Santa Rosa's homeless population faces cold nights on streets

From a bench in Santa Rosa’s Old Courthouse Square, Rick Robinson glanced up at the temperature sign high on the U.S. Bank building on a gray, overcast Sunday morning. The red digits read 30.

Robinson, 58, said he had spent the night sleeping in the alcove of a Fourth Street shop, affording him a modicum of shelter and enabling him to stay reasonably warm.

“I just crawl inside the sleeping bag and zip it up,” he said, with the bag’s hood covering his head. “The tough part is getting up,” he said.

It was about 9 a.m. and the city square’s unofficial homeless population was stirring, with several people packing their gear in the middle of three towering redwoods on the west side of Mendocino Avenue.

“It’s a fairy ring. It’ll keep you warm,” Michael Campos, 33, said of the gathering spot while lighting a cigarette. Campos, who grew up in Guerneville, said he had been homeless for 21 years and wasn’t comfortable overnight.

“It was freezing,” he said, despite three layers of clothing: a nylon shirt, hoodie and black leather jacket. “Harley Davidson leather,” he said. “Quality leather.”

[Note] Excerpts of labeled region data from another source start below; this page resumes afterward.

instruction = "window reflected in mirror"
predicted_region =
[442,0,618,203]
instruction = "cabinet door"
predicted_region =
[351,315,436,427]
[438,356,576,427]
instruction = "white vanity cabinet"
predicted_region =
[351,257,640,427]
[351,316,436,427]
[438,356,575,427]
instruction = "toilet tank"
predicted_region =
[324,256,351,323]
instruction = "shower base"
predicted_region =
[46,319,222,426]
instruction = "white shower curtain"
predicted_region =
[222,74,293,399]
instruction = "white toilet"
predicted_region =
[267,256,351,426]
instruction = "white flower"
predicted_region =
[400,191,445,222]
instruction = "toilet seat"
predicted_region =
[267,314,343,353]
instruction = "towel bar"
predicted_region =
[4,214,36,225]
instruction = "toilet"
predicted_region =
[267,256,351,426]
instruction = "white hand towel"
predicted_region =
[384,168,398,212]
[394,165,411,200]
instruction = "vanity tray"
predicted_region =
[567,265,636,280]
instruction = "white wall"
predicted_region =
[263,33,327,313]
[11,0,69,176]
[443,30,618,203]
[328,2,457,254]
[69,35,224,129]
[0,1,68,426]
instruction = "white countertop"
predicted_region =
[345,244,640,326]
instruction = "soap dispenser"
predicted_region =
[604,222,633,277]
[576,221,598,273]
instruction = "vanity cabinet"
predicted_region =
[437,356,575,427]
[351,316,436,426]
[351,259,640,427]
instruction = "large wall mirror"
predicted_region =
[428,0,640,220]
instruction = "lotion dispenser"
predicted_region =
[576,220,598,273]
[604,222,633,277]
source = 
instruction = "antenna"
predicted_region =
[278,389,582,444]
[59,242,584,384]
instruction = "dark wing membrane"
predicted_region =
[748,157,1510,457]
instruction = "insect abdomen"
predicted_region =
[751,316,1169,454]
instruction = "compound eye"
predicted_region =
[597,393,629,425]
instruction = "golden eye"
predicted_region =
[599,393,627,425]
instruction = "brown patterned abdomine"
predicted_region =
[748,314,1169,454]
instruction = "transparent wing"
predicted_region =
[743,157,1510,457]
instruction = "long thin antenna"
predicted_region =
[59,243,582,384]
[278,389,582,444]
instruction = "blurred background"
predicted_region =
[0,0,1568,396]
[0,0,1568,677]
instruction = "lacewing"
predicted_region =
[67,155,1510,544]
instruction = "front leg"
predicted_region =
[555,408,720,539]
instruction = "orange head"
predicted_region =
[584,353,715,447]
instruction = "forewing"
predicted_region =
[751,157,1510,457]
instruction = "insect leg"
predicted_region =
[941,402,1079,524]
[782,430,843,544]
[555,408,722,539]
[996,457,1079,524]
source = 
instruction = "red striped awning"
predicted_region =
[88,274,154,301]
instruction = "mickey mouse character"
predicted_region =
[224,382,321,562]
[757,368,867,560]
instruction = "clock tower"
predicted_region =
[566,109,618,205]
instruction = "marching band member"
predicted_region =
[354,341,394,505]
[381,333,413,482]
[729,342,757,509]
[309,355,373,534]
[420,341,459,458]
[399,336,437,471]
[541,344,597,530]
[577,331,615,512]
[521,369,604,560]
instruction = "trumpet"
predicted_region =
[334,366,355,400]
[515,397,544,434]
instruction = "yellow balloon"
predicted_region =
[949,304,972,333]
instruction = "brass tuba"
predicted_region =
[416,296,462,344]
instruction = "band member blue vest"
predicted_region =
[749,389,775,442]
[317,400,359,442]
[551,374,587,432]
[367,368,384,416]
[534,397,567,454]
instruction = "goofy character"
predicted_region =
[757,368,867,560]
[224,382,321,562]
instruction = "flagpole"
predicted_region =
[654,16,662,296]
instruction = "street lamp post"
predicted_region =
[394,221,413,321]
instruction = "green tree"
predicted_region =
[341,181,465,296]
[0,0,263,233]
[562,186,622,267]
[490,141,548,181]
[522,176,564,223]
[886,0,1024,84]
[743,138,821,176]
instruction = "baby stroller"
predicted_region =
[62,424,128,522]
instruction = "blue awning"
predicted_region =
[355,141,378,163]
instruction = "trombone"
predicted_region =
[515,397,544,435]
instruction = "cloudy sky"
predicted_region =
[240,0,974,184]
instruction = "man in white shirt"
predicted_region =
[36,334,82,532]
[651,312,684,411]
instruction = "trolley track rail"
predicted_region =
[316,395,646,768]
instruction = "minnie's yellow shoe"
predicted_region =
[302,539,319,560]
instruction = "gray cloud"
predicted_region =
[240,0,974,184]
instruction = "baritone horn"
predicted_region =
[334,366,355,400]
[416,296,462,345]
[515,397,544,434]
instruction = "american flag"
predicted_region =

The mercury bottomed out at 27 degrees before dawn Sunday at the Charles M. Schulz-Sonoma County Airport, the National Weather Service said. On Friday, the agency issued a freeze alert for the weekend, warning that people remaining outdoors would be at risk for hypothermia, a potentially dangerous drop in body temperature triggered by prolonged exposure to cold.

A cluster of people toting bags and bundles of belongings gathered on the stage at the south end of the square. Campos said the city commons, the site of festivals and political rallies in fairer weather, is a gathering spot for men and women who sleep on the streets of downtown Santa Rosa.

“It’s a society,” he said, noting that “the cops haven’t bothered us.”

Campos said he can’t seek refuge in homeless shelters because the crowding gives him an anxiety attack. Years on the street have been rough, he said, “but made me a lot stronger.”

Sonoma County’s most recent homeless count, conducted on the streets one day last January, found there were 3,107 homeless people, including 1,037 who had shelter and 2,070 living in cars or sleeping on the street. The total was 27 percent lower than the 2013 count of 4,280 homeless people, a decline attributed to the improving economy.

In August, county supervisors discussed an ambitious plan to eliminate homelessness through a regional campaign to create new affordable housing for 2,000 people - at a cost of up to $110 million.

Nadine LaRose, who said she slept under the freeway Saturday night into Sunday morning, said the sub-freezing temperature caused burning in her arthritic knee. LaRose, a Santa Rosan who said she’s been homeless since her rental house burned down four years ago, said the shelters are full and she missed out on a housing voucher.

“I don’t drink; I don’t do drugs,” she said. “I have no way of keeping my body warm - except a blanket.”

LaRose said she functions as a “minister” to street people.

Her companion, who gave his name as Paul and said he was from Richmond, said he had been booted out of a rehab program for smoking a cigarette. “She’s trying to keep me straight,” he said, referring to LaRose.

“I don’t really have much to say,” Paul said. “I’m freezin’. It’d be nice to be inside.”

Robinson, who had his gear neatly stowed in a backpack and a duffel bag, was wearing a T-shirt under a sweatshirt and a thick winter coat he said he received from the Church of the Incarnation on Mendocino Avenue. A Bakersfield native, Robinson said he’d been homeless for five years.

Winter is no better for the homeless in Bakersfield, where a cold fog typically shrouds the Kern County oil city. Southern California weather will be more inhospitable than usual, he said, if the heavy rains from El Niño materialize.

Robinson was listening to KNBR, the San Francisco sports station, on a small portable radio.

“I’m hoping the 49ers could be doing something today,” he said, expressing the diehard football fan’s holiday wish.

The Niners lost, but Sonoma County’s homeless are due for a break from Mother Nature.

Clouds arriving with an incoming front will moderate temperatures and may bring light rain Monday morning, National Weather Service meteorologist Bob Benjamin said. The rest of the week will be clear with overnight temperatures in the low to mid-30s - rather than the 20s - with highs in the mid-50s.